Are those examples realistic? Of course not. No one is proposing anything remotely like this. Neither one would be politically viable.


Perhaps, then, Tom would say this is the factor that limits the scope of trade agreements: You can’t just throw anything in there. It has to be able to generate political support, which IP protection can.


Or could, anyway. These days, it’s becoming quite challenging to get IP protection in trade agreements. The critics are starting to overwhelm the supporters. The politics are changing. Conceptually, gun rights, health care rights, and IP protection are very similar as they relate to trade. The question of including them in trade agreements is just about how the politics play out.

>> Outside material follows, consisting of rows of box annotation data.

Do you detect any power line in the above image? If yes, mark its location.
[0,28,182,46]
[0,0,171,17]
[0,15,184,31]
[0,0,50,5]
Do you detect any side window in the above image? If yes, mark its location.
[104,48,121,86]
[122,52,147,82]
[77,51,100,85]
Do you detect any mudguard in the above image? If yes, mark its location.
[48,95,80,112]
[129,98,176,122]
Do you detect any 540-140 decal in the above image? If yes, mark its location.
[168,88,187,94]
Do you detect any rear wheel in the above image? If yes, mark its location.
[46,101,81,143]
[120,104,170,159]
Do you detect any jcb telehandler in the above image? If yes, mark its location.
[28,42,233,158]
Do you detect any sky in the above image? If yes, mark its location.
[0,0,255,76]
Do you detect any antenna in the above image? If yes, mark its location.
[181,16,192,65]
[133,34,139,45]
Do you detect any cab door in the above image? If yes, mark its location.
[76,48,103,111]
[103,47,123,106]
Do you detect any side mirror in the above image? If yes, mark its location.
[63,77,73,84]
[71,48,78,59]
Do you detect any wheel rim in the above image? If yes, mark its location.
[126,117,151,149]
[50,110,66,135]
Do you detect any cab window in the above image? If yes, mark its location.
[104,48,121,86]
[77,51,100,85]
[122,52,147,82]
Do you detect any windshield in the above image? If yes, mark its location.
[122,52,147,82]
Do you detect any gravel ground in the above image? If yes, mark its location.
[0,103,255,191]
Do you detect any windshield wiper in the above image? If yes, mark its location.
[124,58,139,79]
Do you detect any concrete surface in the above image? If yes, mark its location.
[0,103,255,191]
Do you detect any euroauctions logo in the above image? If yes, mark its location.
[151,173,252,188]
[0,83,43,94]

Just to be clear, I don’t have much of an opinion on international agreements in gun rights or health care. If people in those fields, from whichever side of the spectrum, think there are benefits to having a treaty, they can try to work out an international consensus on the issue. I’m just saying, if you put everything into trade agreements, you get one big global governance entity, and I don’t think that’s the right path. So, any such treaties should be separate from what’s going on in the trade arena.


There’s also a broader issue: Even if you believe IP should be included in trade agreements, the reality is that you can’t get just IP in there. If the business community gets its tougher IP protections, the left‐​wing critics will have to get something of their own in order for there to be a deal. What they want is enforceable labor and environmental rules. Thus, IP is part of a bigger package. So even if you favor strong IP rules, you may not want governments bringing complaints that labor and environmental rules are too weak, but that’s a price you will pay. Furthermore, another price you pay by demanding stronger IP protection is less trade liberalization. If you use up your political capital on IP, you get less in terms of reducing tariffs.


Summing up, the basic point is this: If you think of trade agreements as covering issues related to trade, or areas that could increase U.S. exports, there’s just no limit to what could be included. The agreements lose their focus as agreements to reduce protectionism, and become tools for global governance. We have already gone down that road quite a way, and turning back is proving difficult. But in recent years, the prospects for success based on this model have dimmed. It may be time to rethink the current approach.